Abstract: The deployment of artificial intelligence (AI), particularly of systems that learn from data and experience, is rapidly expanding in our society. Verified artificial intelligence (AI) is the goal of designing AI-based systems that have strong, verified assurances of correctness with respect to mathematically-specified requirements. In this talk, I will consider Verified AI from a formal methods perspective. I will describe five challenges for achieving Verified AI, and five corresponding principles for addressing these challenges. I will illustrate these challenges and principles with examples and sample results from the domain of intelligent cyber-physical systems, with a particular focus on autonomous vehicles.
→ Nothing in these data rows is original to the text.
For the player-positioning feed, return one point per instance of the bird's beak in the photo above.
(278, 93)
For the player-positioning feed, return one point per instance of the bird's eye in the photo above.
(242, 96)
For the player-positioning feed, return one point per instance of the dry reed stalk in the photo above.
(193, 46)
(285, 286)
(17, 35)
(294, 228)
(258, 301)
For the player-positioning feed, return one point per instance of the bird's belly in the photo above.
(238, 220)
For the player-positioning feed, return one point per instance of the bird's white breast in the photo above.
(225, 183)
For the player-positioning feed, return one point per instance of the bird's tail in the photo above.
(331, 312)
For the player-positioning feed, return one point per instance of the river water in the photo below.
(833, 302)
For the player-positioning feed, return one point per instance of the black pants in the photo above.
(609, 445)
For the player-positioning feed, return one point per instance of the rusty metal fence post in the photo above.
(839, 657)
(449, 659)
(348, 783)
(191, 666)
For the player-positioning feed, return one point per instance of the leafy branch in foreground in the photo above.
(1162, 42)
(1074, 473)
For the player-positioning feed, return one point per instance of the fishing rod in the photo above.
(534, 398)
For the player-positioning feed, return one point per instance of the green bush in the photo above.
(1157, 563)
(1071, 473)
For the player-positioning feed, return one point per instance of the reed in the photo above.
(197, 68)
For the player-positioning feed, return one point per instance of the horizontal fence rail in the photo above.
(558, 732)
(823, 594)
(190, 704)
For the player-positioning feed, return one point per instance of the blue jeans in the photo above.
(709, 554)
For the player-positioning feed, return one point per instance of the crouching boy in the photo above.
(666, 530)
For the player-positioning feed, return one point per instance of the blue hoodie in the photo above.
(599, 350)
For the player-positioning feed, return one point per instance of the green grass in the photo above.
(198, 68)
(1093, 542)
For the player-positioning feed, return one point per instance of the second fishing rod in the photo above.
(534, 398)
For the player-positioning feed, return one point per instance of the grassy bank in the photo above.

Speaker Bio: Sanjit A. Seshia is a Professor in the Department of Electrical Engineering and Computer Sciences at the University of California, Berkeley. He received an M.S. and Ph.D. in Computer Science from Carnegie Mellon University, and a B.Tech. in Computer Science and Engineering from the Indian Institute of Technology, Bombay. His research interests are in formal methods for dependable and secure computing, with a current focus on the areas of cyber-physical systems, computer security, and robotics. He has made pioneering contributions to the areas of satisfiability modulo theories (SMT), SMT-based verification, and inductive program synthesis. He is co-author of a widely-used textbook on embedded, cyber-physical systems and has led the development of technologies for cyber-physical systems education based on formal methods. His awards and honors include a Presidential Early Career Award for Scientists and Engineers (PECASE), an Alfred P. Sloan Research Fellowship, and the Frederick Emmons Terman Award for contributions to electrical engineering and computer science education. He is a Fellow of the IEEE.